Central Station is one of the main European railway stations and it is the second in Italy in terms of traffic volume, after Roma Termini; it was inaugurated in 1931 to replace the old station in Piazza della Repubblica, that couldn’t handle the increasing volume of railway traffic. Since then, it has been refurbished different times. The façade in Piazza Duca D’Aosta, where the Pirelli skyscraper towers, is 200 metres wide; the marble and stone it is made of come from the Carso Region. On top, the two huge wing horses by Alberto Fava represent “Progress, driven by will and intelligence”.
The canopy covering the 24 tracks, 341 metres long, is made of iron and glass and it was planned by the engineer Alberto Fava. Central Station has no definite architectural style, but it is a blend of different styles: Liberty, Art Deco added to the monumental style typical of the fascist regime. Binario 21 (Track 21) has been the sad departure point during the Second World War and during the Republica Sociale Italiana of the convoys used to deport Italian Jews towards the exterminating camps.

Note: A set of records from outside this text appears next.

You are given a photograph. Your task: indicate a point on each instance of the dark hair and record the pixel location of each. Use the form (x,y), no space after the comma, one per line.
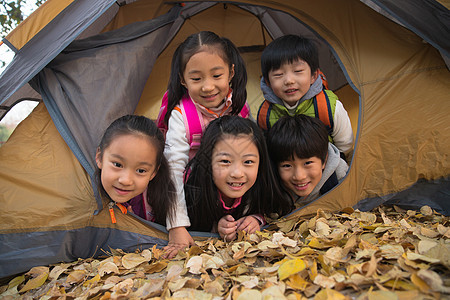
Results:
(202,197)
(225,49)
(161,189)
(299,135)
(287,49)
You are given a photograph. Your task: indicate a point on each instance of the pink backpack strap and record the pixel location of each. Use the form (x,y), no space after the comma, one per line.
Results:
(192,122)
(245,111)
(162,113)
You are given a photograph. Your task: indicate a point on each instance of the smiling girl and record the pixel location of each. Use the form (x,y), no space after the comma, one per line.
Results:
(230,183)
(132,171)
(207,80)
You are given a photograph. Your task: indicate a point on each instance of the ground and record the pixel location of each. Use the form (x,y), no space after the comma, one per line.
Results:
(388,253)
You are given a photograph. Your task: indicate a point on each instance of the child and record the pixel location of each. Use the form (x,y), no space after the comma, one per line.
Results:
(230,181)
(292,86)
(208,76)
(132,170)
(308,165)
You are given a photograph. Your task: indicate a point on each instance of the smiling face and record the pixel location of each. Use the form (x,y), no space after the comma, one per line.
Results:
(207,78)
(291,81)
(301,175)
(127,166)
(235,162)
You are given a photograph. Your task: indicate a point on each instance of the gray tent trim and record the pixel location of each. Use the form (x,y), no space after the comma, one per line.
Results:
(69,100)
(45,246)
(428,19)
(50,41)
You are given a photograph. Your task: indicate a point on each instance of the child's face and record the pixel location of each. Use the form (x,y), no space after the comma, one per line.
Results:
(207,78)
(301,175)
(291,81)
(128,164)
(235,162)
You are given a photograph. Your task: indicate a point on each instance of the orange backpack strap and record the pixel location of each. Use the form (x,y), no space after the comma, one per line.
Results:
(263,115)
(322,110)
(324,79)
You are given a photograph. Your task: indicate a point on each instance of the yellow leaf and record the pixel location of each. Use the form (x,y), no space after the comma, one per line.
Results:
(420,283)
(425,245)
(322,229)
(108,267)
(249,294)
(266,244)
(92,281)
(312,270)
(328,294)
(297,282)
(399,284)
(132,260)
(316,243)
(291,267)
(415,256)
(57,270)
(426,210)
(381,295)
(16,281)
(428,232)
(156,267)
(34,282)
(76,276)
(194,264)
(305,251)
(273,292)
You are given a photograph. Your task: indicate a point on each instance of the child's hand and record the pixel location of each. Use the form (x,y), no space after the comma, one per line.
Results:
(179,239)
(248,224)
(227,228)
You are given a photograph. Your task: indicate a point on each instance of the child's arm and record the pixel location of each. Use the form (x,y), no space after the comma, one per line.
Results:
(342,130)
(177,154)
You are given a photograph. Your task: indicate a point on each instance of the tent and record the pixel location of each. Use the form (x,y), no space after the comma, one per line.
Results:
(89,62)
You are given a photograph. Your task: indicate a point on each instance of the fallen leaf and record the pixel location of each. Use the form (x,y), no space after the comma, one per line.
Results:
(420,283)
(131,260)
(328,294)
(107,268)
(291,267)
(194,264)
(76,276)
(40,275)
(426,210)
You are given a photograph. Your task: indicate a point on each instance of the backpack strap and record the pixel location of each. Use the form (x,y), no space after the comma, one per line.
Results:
(192,121)
(263,115)
(162,113)
(331,182)
(324,79)
(322,110)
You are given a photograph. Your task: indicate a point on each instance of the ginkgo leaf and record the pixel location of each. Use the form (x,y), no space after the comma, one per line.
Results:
(107,268)
(420,283)
(291,267)
(57,271)
(194,264)
(76,276)
(250,294)
(382,295)
(35,282)
(156,267)
(297,282)
(329,294)
(131,260)
(94,280)
(16,281)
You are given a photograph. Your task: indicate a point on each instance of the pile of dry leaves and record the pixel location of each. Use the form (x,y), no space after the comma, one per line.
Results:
(385,254)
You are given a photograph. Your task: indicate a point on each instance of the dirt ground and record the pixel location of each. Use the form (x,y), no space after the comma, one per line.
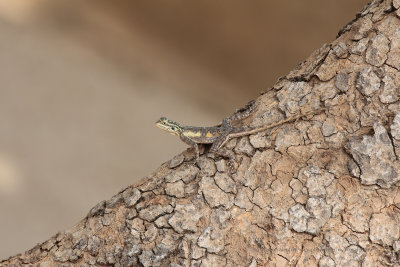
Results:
(82,85)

At the same rail, there is the “Royal Lounge”, a lounge used in the past by the Savoia family and its court during their travels and the adjoining weapons lounge. The area surrounding Central Station, although it is not safe, holds good surprises such as Villa Figini, a good example of rationalist architecture of the thirties in Via Ettore Perrone di San Martino 8 and Naviglio della Martesana (Martesana Canal). At night there are lots of restaurants, trattorias old Milan, pizza places and clubs, such as the well-known Zelig. It is recommended not to walk around this area at night.